Nous trouvons à ce titre important de souligner le manque de neutralité de La Dépêche, qui relaie donc un évènement bien spécifique sans jamais parler de la plus grande majorité des viols, et sans jamais questionner le système qui provoque et cautionne ces viols.

Nous trouvons de plus particulièrement choquante la conclusion de l’article, qui recommande aux femmes d’éviter l’espace public la nuit si elles ne souhaitent pas être violées : “Régulièrement, à Toulouse, des jeunes filles sont victimes d’agressions sexuelles la nuit. Il leur est conseillé d’éviter de se promener toutes seules.”

Il est scandaleux de lire de tels propos.

Les luttes féministes des siècles derniers ont réussi à apporter aux femmes plusieurs libertés essentielles : le droit de vote, le droit à disposer de leur corps par la contraception et l’avortement, mais aussi le droit de se déplacer et de s’habiller comme elles l’entendent.
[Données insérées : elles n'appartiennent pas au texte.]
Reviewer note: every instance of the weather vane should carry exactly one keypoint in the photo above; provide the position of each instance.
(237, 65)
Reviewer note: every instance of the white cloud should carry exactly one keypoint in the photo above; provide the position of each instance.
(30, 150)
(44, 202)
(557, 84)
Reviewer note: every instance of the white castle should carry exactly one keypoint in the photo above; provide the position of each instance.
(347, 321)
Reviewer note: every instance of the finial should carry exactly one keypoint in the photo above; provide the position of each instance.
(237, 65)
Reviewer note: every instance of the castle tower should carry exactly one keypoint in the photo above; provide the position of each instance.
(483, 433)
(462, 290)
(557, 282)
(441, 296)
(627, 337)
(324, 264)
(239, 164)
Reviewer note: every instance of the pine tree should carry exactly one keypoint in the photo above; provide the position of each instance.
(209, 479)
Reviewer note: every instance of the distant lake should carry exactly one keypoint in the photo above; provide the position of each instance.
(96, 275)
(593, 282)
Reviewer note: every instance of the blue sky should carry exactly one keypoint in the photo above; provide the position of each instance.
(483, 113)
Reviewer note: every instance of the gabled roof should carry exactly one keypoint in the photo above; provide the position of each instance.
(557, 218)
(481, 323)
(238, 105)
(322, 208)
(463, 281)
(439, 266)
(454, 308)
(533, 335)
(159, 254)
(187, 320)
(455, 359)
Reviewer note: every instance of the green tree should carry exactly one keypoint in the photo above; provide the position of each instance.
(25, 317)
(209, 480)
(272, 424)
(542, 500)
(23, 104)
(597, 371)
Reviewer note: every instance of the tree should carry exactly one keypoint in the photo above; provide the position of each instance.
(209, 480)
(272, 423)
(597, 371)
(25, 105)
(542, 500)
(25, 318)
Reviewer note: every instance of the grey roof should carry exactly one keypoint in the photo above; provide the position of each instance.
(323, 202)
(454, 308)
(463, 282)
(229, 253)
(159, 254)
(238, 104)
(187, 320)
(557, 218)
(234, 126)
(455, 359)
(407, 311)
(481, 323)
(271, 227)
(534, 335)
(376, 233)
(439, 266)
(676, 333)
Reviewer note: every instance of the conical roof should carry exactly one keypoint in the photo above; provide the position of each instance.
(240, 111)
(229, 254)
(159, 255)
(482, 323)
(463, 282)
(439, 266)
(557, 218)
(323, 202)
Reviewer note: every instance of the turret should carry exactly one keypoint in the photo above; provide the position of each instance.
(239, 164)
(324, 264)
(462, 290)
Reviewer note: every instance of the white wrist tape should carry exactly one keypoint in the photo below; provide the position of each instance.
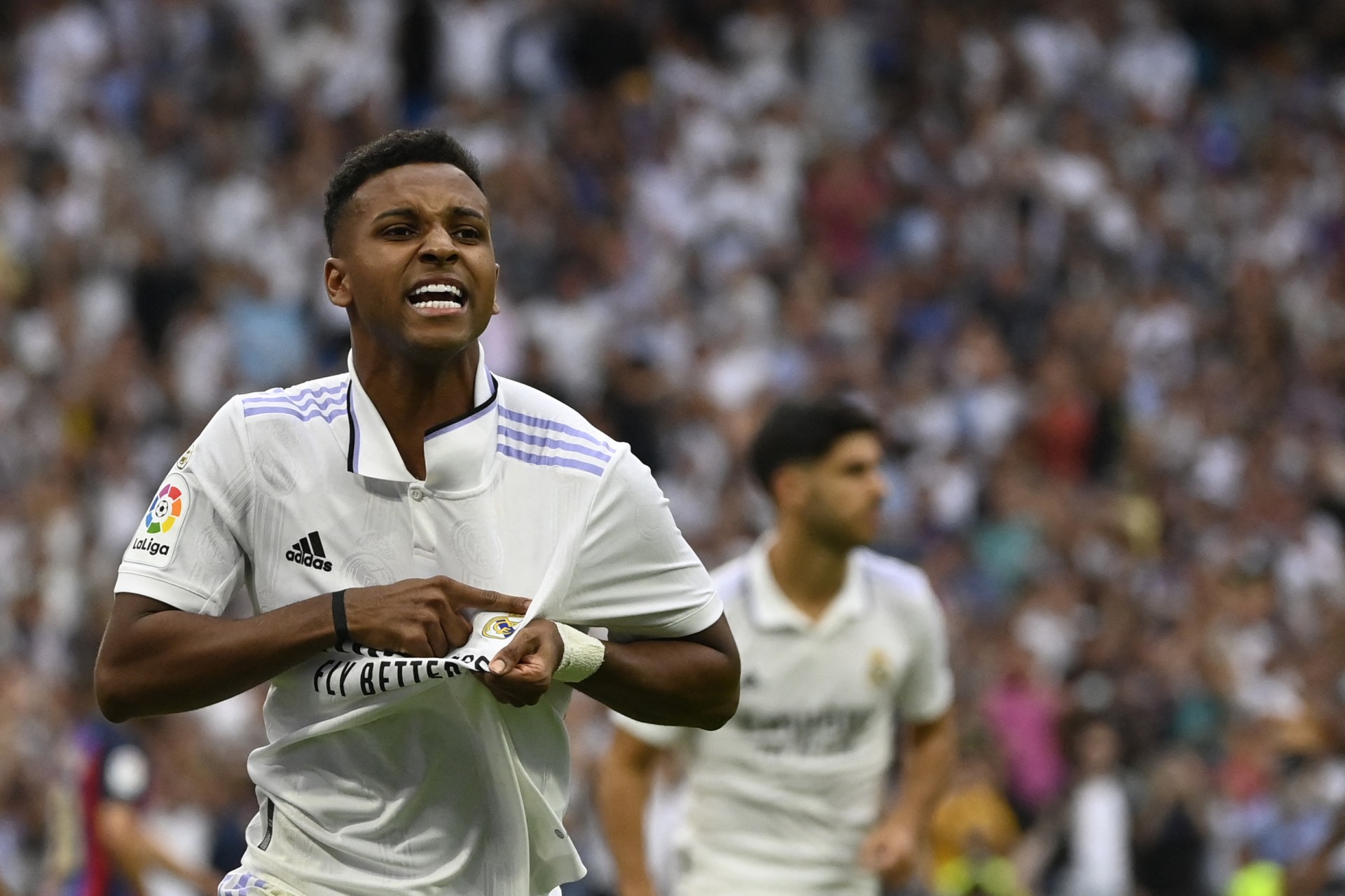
(583, 654)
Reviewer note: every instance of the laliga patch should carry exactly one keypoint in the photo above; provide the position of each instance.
(158, 536)
(501, 627)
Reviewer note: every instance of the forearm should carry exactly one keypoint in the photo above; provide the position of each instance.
(927, 764)
(691, 682)
(158, 659)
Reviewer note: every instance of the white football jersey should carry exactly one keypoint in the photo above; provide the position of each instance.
(393, 776)
(780, 799)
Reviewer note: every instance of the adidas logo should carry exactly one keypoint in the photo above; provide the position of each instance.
(308, 552)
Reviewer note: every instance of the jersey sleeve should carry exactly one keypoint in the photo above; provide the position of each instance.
(635, 574)
(927, 691)
(187, 549)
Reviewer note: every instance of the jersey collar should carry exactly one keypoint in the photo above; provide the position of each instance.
(457, 453)
(770, 609)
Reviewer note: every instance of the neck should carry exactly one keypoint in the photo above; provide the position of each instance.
(810, 572)
(413, 397)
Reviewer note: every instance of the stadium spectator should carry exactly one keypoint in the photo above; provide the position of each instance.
(1127, 209)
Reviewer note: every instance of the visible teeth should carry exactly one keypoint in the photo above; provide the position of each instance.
(437, 287)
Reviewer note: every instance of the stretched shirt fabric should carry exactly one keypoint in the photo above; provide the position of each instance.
(780, 799)
(393, 776)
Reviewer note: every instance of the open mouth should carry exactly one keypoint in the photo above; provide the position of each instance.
(437, 296)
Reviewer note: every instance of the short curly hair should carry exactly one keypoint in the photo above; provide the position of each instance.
(392, 151)
(802, 431)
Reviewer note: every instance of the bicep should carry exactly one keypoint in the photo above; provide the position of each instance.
(719, 637)
(127, 609)
(633, 754)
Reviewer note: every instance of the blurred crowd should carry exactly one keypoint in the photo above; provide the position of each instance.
(1082, 259)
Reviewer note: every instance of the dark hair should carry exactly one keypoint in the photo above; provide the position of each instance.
(392, 151)
(803, 431)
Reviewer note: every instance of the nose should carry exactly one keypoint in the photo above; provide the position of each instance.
(439, 247)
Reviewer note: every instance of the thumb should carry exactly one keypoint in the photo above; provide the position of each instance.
(509, 656)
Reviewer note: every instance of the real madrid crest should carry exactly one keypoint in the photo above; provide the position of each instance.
(501, 627)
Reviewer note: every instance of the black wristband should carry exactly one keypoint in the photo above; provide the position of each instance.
(339, 616)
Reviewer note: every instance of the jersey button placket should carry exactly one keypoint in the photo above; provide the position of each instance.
(422, 528)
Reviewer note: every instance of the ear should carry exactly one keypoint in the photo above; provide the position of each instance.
(336, 284)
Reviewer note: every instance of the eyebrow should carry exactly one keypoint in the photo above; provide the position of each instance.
(404, 212)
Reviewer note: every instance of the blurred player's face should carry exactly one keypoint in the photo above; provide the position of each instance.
(841, 495)
(415, 264)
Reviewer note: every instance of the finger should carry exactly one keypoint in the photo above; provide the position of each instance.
(436, 640)
(463, 596)
(457, 631)
(511, 653)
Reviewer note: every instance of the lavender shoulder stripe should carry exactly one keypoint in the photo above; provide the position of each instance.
(539, 460)
(329, 415)
(545, 441)
(553, 425)
(303, 393)
(304, 404)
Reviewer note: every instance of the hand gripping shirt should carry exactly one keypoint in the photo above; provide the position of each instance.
(780, 799)
(393, 776)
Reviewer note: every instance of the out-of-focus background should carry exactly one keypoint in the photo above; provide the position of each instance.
(1082, 259)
Nous souhaitons que ces droits continuent d’être une réalité pour les femmes d’aujourd’hui.

Le Planning Familial 31 affirme que les femmes ont le droit d’être dans l’espace public à l’heure qui leur plaît.

Les femmes ont le droit de porter les vêtements qu’elles désirent.

Les femmes ont le droit de dire “non” et que ce “non” soit entendu.

Nous trouvons aberrant que La Dépêche moralise les actions des femmes.

Nous refusons que ce média perpétue l’idée que les femmes sont faibles, incapables de se défendre et à la merci des agresseurs.

Nous refusons que l’espace public soit systématiquement représenté comme un lieu de danger pour nous.

Nous refusons que notre statut de femme restreigne nos déplacements.

NOUS SOUHAITONS PROCLAMER QUE LE RESPONSABLE D’UN VIOL, C’EST L’AGRESSEUR. PAS LA VICTIME.

Pour répondre à diverses situations de violences subies par les femmes, nous souhaitons attirer l’attention sur une structure proposant des cours d’auto-défense féminine et féministe, l’association Faire Face (faireface.association@gmail.com).

À un média et une société qui préfèrent enfermer les femmes plutôt que de dire aux hommes de ne pas violer, nous répondons que nous ne sommes pas des victimes et que nous sommes capables de nous défendre.

En espérant que ce communiqué sera pris en compte et diffusé largement, le Planning Familial 31 reste à disposition pour échanger autour de cette problématique.